Syria says it has suspended military
operations in the south of the Arab country, including in Quneitra Province, where the Israeli regime has targeted army outposts in recent days.
The Syrian Arab Army announced the news
in a statement carried by the country’s state television on Monday, adding that the ceasefire had taken effect from midday (0900 GMT) on Sunday and will continue until Thursday.
The army general command further said that the measure had been adopted in order to support “reconciliation efforts,” in the second unilateral truce in the last two weeks.
Last week, armed opposition forces launched an attack against government-held Baath city, the provincial capital of the Syrian Golan Heights, seizing the southern and western fringes of the city. A counterattack launched by army troops, however, soon pushed back the armed militants from most of their newly-occupied areas.
Back in June 17, the army declared a two-day ceasefire, which only affected fighting in the southwestern city of Dara’a, capital of a province with the same name, along the border with Israel. The truce later extended to the whole of southern Syria.

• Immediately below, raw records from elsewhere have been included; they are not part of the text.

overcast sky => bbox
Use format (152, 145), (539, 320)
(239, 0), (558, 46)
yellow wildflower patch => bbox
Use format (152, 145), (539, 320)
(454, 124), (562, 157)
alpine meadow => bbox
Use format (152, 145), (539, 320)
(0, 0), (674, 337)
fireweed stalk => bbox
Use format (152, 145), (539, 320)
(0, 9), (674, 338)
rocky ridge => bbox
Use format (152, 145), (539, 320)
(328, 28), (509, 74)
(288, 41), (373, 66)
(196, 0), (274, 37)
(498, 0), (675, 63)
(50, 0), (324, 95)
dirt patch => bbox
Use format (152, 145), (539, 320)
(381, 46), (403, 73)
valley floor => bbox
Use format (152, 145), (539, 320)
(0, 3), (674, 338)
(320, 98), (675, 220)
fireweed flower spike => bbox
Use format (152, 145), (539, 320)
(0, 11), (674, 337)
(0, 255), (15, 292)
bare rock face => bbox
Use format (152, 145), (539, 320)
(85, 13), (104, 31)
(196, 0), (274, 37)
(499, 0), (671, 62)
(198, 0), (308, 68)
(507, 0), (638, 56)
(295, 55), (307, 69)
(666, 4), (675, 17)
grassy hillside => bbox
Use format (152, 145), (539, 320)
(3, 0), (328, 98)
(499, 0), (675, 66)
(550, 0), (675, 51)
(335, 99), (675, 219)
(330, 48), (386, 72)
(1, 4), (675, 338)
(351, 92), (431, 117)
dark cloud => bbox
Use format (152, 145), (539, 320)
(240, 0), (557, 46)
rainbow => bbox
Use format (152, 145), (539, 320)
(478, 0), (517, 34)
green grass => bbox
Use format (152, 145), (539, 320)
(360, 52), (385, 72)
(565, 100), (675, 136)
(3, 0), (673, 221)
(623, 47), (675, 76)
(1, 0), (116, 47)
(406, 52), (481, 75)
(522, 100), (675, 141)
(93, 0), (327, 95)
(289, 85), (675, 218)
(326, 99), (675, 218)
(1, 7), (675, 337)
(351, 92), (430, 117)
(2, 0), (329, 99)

During ceasefire talks in the Kazakh capital city of Astana in May, Russia, with backing from Turkey and the Islamic Republic of Iran, brokered a deal for establishing de-escalation zones in Syria’s mainly militant-held areas.
The plan, which came into effect at midnight on May 5, calls for the cessation of hostilities between the militant groups and Syrian government forces.
It covers the northwestern Syrian province of Idlib, northeastern areas of the western coastal province of Latakia, western areas of Aleppo Province and northern areas of Hama Province.
The deal also applies to the Rastan and Talbiseh enclave in Homs Province, Eastern Ghouta district in the northern Damascus countryside as well as the militant-controlled southern part of the country along the border with Jordan.